I'll second that about George's corks. Good construction, tight seal, all around good.


I've an aquintance who uses the Normacorc, no compliants, but I just can't get over the plastic look. I guess I'm being a snob, but I just can't imagine using them. I use caps, and will probably use screw tops, but plastic corks. Nah.


----------



## Maui Joe (Aug 18, 2004)

Good info..thanks for the input.


----------



## Maui Joe (Sep 7, 2004)

I have recently received an order of George's corks and I am very impressed. We will be bottling 6-gallons of Sauv. Blanc this coming weekend and I can hardly wait to use them. I forsee no problems, the makeupof these corks look "great." They are the labeled ones for over two (2) year storage.


----------



## Chief (Sep 7, 2004)

Maui Joe said:


> I have recently received an order of George's corks and I am very impressed. We will be bottling 6-gallons of Sauv. Blanc this coming weekend and I can hardly wait to use them. I forsee no problems, the makeupof these corks look "great." They are the labeled ones for over two (2) year storage.

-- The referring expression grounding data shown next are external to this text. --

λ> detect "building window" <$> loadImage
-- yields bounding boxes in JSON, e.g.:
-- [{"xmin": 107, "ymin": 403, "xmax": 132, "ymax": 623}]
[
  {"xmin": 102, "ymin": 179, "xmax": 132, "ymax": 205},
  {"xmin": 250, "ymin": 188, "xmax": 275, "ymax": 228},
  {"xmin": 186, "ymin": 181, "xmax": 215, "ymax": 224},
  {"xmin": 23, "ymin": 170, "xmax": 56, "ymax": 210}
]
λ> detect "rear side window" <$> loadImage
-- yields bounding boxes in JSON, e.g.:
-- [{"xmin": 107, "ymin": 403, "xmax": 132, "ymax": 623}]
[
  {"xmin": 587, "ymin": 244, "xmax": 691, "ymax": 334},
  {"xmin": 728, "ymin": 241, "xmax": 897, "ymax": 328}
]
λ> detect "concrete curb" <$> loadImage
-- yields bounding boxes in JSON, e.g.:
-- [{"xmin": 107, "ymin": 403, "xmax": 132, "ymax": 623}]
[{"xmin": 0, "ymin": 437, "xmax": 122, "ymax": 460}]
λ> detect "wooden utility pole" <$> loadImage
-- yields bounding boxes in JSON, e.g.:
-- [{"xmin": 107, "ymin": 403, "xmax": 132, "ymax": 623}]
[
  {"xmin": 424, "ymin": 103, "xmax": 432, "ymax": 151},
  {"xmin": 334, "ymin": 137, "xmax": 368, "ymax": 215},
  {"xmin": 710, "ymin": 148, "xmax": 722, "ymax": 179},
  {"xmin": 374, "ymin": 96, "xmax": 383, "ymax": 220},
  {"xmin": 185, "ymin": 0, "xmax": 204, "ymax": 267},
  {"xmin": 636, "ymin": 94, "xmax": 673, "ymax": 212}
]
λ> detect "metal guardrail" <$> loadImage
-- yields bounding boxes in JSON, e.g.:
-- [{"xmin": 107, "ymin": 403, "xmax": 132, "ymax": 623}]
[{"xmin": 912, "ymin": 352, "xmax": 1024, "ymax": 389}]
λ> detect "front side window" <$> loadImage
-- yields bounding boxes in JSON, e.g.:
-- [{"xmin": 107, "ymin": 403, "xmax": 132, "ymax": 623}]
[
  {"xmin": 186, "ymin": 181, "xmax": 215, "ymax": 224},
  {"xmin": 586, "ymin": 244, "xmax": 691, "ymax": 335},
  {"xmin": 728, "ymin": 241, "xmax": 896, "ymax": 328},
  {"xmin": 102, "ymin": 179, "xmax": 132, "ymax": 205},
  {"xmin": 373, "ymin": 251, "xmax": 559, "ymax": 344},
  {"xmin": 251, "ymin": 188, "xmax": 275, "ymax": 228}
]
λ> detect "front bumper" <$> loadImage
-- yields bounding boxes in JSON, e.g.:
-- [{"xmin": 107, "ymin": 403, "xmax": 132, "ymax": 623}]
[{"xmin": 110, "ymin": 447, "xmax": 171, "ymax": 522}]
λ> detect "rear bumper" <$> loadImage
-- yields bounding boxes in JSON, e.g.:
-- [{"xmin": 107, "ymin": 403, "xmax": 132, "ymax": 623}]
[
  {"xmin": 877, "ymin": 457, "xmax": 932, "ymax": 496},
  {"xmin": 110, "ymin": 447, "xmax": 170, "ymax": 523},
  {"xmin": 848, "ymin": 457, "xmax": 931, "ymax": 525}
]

How do you sanitize your corks?


Chief


----------



## bdavidh (Sep 7, 2004)

In theory, you shouldn't have too. I'm seen several posts in different forums that say they do not sanitize, but use straight from the bag.


I'd rather erroron the safe side, I give mine a quick (2 minute) dunk in a oxygenating cleaner, then air dry, at the same time I sanitize my bottles.


----------



## masta (Sep 7, 2004)

I also use corks from George and give them a quick rinse in C-Brite solution (1 teaspoon to 1 gallon of hot water). My thinking it will sanitize the corks if they need it and also helps to insert corks when damp to prevent chipping and breaking off small pieces that could get into the bottle....we don't like floaters in our bottles!


----------



## Maui Joe (Sep 8, 2004)

I have santized and did not in the past. Haven't had a problem, either way. But when I do, I place them in a container with a lid, and a small container in the middle. I mix a new meta-sul solution and have that sitting in the center while I prepare the bottles. When I am ready to cork, I then remove all the corks and mass wipe them. I do not "wet" my corks..haven't had any problems..


----------



## MedPretzel (Sep 21, 2004)

geocorn said:


> I have never used the screw caps, but I can tell you that their popularity is growing every day. When I get the store open, I will start stocking them.




Yahoo! 


Okay, now for a question: I have these little Sutter Home 187 ml bottles with the screw caps still. Somehow I think that these aren't really closed well (sometimes they "skip" the thread and become loose again). Now, if I buy screw-caps for these bottles, would the same thing happen? Do I need a special device on puting them on? 


And, do you have screw-caps for 187 ml bottles?










I've got like 20 of these bottles, and would really like to use them for presents, since no one returns the big ones...









Thanks!





Martina


----------



## bdavidh (Sep 23, 2004)

I agree, but where can you find those bottles, beside buying them at the store, then consuming?


----------



## geocorn (Sep 25, 2004)

I don't carry screw caps. Try leeners.com.


----------